Remember, too, that in the fine art of 1970s-1980s heavy metal, a bad prologue to a song is not just bad, it’s also pretentious. Metal should come from the spirit naturally and not through brute force.
And, speaking of brute force, it is with a brutally honest condemnation that we conclude our discussion tonight with the second, and greater, misfortune of the Judas Priest legacy:
B) Halford Came Out And No One Was There. . .
Now, no one would blatantly suggest that one’s homosexuality be exploited for promotional purposes.Yet it is an undeniable fact that in the field of 1970s-1980s heavy metal, a lead singerof a prominent metal group coming out of the closet would not only have created a fresh idol for the gay community, but would also have enshrined his band at the very vanguard of postmodern counter-culturalism for years thereafter.
It is true that quite some time before the advent of Judas Priest, Lou Reed had already opened up about his particular homosexual experiences--both in his music and in his lifestyle. However, Lou Reed, it should be noted, wasn’t wed to any particular musical genre--unlike Halford. Rob Halford was a visible entityin the world of heavy metal; a world replete with images of bulging cocks in tight pants and big-tittied backstage whores.
Open homosexuality in 1970s-1980s heavy metal had never been attempted before. And thanks to Halford’s shoddy decision to remain in the closet until after leaving the band in the 1990s, it never would be. The reader will understand now why it was stated earlier that this was a promotional opportunity only Halford could have elected to undertake. Just as the band Judas Priest neglected to shorten their introductions to serve Halford, Halford neglected to come out of the closet to serve Judas Priest. By failing to act in a timely manner, he not only did a disservice to the gay community, but to the heavy metal community as well.

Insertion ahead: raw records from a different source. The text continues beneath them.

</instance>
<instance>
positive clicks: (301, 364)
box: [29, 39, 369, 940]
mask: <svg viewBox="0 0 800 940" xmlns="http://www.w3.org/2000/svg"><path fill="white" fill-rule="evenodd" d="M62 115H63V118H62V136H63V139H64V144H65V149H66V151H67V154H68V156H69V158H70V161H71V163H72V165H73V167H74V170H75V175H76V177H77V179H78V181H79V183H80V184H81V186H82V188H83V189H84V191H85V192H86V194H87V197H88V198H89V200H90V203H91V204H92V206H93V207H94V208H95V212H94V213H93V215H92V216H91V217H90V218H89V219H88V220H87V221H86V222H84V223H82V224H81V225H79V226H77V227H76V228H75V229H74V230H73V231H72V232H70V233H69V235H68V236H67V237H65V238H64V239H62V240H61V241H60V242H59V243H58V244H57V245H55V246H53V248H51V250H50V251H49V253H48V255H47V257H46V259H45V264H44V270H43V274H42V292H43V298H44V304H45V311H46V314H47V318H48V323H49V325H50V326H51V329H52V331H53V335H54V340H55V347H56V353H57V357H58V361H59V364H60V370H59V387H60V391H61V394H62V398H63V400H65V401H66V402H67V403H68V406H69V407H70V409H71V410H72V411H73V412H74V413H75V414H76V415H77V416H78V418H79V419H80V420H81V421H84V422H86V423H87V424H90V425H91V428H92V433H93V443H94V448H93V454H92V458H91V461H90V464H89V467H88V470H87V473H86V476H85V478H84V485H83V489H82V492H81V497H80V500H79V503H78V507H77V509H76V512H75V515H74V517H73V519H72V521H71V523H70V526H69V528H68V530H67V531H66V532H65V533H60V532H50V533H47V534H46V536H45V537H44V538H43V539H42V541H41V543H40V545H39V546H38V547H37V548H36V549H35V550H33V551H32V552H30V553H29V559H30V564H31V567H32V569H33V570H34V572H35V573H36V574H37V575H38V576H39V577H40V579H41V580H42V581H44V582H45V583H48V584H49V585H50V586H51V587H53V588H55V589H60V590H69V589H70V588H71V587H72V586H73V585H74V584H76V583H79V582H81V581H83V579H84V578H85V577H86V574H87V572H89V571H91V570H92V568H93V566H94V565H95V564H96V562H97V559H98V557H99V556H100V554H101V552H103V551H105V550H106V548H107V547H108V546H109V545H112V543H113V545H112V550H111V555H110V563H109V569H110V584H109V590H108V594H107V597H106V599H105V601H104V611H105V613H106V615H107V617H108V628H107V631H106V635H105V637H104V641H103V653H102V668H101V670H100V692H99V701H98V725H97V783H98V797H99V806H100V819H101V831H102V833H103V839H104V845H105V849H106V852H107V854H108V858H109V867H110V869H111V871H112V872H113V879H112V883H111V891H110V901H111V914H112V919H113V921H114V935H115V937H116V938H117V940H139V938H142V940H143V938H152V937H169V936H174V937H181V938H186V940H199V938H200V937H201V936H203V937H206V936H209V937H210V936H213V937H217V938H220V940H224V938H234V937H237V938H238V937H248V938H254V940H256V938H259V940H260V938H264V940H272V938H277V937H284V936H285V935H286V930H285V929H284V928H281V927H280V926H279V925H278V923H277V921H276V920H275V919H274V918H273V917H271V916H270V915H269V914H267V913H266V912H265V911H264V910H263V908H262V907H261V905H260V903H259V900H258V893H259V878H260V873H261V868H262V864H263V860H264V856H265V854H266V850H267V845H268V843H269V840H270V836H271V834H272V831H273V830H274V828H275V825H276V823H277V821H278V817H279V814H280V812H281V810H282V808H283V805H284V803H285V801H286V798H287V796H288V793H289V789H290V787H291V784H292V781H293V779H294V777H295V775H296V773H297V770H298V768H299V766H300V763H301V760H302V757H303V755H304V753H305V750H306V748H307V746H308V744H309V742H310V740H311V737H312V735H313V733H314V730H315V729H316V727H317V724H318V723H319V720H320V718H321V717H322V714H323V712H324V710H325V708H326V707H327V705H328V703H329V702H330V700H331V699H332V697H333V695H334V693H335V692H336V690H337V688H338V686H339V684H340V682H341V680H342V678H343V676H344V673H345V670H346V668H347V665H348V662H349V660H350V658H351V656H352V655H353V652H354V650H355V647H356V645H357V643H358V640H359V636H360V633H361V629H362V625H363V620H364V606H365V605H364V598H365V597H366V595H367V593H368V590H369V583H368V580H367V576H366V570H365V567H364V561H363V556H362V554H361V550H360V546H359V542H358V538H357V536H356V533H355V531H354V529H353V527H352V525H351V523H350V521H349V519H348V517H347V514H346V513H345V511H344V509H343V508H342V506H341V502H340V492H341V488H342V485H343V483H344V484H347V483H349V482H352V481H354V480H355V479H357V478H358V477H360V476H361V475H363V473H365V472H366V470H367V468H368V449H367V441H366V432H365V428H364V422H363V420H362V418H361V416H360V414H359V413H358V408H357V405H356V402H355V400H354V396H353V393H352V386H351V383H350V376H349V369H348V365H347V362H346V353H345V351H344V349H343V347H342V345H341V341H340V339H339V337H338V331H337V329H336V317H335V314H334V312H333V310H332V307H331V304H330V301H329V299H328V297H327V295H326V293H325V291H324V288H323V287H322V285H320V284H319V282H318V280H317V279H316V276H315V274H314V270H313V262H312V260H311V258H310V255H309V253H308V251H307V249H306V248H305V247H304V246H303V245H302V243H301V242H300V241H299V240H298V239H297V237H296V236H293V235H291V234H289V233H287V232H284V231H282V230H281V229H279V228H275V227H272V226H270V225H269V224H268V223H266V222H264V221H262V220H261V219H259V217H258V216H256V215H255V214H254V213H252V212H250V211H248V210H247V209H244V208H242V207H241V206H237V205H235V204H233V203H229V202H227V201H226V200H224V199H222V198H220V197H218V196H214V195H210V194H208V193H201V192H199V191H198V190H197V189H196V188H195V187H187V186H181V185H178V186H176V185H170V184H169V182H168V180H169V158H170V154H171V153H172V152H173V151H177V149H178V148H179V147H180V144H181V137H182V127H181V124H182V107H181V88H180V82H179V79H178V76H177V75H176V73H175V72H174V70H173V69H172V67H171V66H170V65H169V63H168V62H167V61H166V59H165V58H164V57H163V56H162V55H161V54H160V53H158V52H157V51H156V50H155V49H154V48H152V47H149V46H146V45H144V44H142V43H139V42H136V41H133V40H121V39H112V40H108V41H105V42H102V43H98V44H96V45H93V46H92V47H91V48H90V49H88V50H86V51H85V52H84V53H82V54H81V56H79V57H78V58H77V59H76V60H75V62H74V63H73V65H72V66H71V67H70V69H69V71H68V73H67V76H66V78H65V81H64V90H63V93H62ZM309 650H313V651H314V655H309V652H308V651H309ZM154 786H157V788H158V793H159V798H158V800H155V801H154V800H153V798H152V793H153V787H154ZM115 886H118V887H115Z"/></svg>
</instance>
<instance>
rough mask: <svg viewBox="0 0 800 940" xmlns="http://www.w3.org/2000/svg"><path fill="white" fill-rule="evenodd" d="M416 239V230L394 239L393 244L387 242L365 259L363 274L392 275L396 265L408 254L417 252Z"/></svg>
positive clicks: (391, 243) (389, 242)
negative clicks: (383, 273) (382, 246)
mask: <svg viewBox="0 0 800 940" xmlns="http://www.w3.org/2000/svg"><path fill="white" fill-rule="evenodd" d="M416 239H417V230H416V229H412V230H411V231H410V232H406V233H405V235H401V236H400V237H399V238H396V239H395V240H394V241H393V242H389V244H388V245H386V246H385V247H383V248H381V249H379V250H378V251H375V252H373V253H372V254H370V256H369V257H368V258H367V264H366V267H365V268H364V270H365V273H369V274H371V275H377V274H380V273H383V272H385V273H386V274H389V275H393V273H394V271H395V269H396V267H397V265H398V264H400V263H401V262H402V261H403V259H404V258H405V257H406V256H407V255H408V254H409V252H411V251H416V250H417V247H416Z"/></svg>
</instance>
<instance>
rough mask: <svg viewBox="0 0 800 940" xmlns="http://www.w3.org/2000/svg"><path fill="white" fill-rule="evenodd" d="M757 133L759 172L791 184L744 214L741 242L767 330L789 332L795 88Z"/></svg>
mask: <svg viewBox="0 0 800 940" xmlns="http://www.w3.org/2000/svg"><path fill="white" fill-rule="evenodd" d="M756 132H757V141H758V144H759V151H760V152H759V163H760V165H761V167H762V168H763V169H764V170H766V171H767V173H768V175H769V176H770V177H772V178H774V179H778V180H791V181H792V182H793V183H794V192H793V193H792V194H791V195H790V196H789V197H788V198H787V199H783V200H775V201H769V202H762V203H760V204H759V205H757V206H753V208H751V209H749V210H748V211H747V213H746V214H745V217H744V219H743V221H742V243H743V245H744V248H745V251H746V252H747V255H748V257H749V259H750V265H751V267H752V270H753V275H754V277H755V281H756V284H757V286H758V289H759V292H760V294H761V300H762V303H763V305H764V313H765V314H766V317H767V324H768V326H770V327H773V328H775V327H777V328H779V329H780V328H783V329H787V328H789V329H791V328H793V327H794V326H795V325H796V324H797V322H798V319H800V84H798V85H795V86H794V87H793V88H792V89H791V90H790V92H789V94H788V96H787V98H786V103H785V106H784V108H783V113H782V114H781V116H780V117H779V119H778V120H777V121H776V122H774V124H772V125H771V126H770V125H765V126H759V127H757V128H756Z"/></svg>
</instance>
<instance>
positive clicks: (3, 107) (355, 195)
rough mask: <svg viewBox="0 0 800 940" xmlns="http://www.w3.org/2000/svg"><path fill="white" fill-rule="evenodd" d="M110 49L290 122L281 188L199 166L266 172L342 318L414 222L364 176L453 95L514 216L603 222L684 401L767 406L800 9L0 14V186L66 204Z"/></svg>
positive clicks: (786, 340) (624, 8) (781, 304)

Though not a homosexual, I still hold a certain sadness for the LGBT community when it comes to Halford’s puzzling silence. Coming out of the closet in the 1990s was less than auspicious timing. Queen had already entered the twilight of their career--with, I should add, no small amount of well-deserved fanfare and glory. So who could the gays, therefore, call upon as a musical representative for their cause other than the campy douchebag from the B-52s who yapped about a “Chrysler as big as a whale”?
In summation, to all you aspiring 1970s-1980s heavy metal rockers, wherever you end up in your respective careers, don’t ever forget the sad ballad of Judas Priest--the metal band that “went wrong”.
And to all those aspiring betrayers of Our Lord Jesus Christ, wherever you end up in your respective careers, don’t ever forget the sad ballad of Judas--the disciple that “went wrong”.